Since $\tan \theta = \frac{\sin \theta}{\cos \theta}$, note that the slope of the line connecting the origin to the point $(\cos \theta, \sin \theta)$ is exactly $\tan \theta$. So, tangent is positive when that line segment has positive slope (in the 1st and 3rd quadrants). I always think of tangent as a slope.

As an aside, a better visualization for $\tan \theta$ is to use the tangent to the circle at $(1,0)$. Extend the line connecting the origin to $(\cos \theta, \sin \theta)$ until it hits the line $x = 1$. This intersection occurs at the point $(1, \tan \theta)$. You can arrive at this yourself by scaling up the triangle with points $(0,0), (\cos \theta, \sin \theta)$, and $(\cos \theta, 0)$. The horizontal length is $\cos \theta$; to make it have length $1$, divide all the sides by $\cos \theta$

As yet another aside, you also see that this scaled-up triangle will have hypotenuse length $\sec \theta$; the word tangent comes from the Latin verb tangere meaning “to touch”, and gives the length of the line segment touching the circle at $(1,0)$. The word secant comes from the verb secare, meaning “to cut”. When you extend the line segment from the origin to $(\cos \theta, \sin \theta)$, it cuts through the circle and has length $\sec \theta$.

Answer 3

I think the $\tan$ function is typically defined this way for any $\theta$ such that $\cos\theta \neq 0.$ $$ \tan \theta = \frac{\sin \theta}{\cos \theta} $$ When $\cos\theta = 0,$ then $\tan\theta$ is undefined.

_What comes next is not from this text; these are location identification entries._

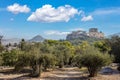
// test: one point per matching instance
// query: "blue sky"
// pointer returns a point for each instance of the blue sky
(54, 19)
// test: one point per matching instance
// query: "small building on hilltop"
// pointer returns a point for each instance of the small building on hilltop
(77, 34)
(93, 33)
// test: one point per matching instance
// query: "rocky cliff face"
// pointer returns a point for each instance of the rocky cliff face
(37, 38)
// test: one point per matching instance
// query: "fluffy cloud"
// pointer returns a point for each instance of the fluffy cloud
(87, 18)
(48, 13)
(16, 8)
(53, 32)
(76, 29)
(106, 11)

Defined this way, the "tangent" function is simply the slope of the radius from $(0,0)$ to $(\cos\theta, \sin\theta).$ For points in the first and third quadrants the slope is positive; in the other two quadrants it's negative.

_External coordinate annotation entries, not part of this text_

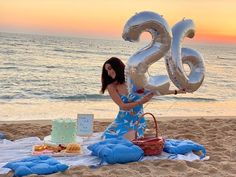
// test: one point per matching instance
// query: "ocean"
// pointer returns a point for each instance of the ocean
(45, 77)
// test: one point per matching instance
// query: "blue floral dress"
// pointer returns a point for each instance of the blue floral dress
(126, 120)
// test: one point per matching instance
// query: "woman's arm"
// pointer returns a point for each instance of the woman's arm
(126, 106)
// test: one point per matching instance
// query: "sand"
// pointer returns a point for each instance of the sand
(217, 134)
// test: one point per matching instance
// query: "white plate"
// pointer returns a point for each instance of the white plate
(48, 140)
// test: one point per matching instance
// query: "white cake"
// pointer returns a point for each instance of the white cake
(64, 131)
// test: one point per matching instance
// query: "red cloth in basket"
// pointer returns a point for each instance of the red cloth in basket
(152, 145)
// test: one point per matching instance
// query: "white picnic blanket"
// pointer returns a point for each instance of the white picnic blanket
(22, 148)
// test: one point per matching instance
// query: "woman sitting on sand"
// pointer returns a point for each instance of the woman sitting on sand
(113, 79)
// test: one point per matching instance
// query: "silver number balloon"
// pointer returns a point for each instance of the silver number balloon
(179, 56)
(139, 62)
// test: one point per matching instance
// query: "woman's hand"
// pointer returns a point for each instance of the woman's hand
(147, 97)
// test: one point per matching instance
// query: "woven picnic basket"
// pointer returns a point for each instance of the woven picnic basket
(151, 145)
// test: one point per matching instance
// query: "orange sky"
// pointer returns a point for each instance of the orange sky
(214, 19)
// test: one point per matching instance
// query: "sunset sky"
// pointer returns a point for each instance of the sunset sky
(214, 19)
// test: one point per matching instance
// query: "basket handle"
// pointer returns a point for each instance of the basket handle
(142, 115)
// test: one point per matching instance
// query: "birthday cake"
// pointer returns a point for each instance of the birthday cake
(64, 131)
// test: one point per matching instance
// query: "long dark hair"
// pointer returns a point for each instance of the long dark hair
(119, 68)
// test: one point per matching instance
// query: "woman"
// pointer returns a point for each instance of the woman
(113, 80)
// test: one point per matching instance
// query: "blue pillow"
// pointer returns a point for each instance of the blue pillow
(40, 165)
(182, 147)
(116, 150)
(2, 136)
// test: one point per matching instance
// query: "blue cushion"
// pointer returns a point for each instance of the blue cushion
(40, 165)
(116, 150)
(2, 136)
(182, 147)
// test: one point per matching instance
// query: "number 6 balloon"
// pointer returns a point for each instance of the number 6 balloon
(180, 56)
(139, 62)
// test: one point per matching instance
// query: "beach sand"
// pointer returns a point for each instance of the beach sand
(217, 134)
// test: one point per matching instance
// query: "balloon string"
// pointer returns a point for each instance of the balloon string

I think this is very simple.

The definition above leaves open a big question, however: if $\tan\theta$ is the slope of a line, why do we call it a "tangent"? That question is what your figure answers.

Note that as long as we're only dealing with the interior angles of right triangles, we only need to be concerned with the first quadrant. The traditional names of trigonometric functions tend to be based on how we can interpret the functions with regard to those angles. Since your figure works perfectly well for all angles in the first quadrant, and since the tangent segment has the length $\tan\theta,$ "tangent" seems an appropriate name. (Actually, I think one usually sees a different figure in which the segment is tangent to the circle at $(1,0)$ and intersects the extended radius at $(1,\tan\theta),$ but the geometry works out the same.)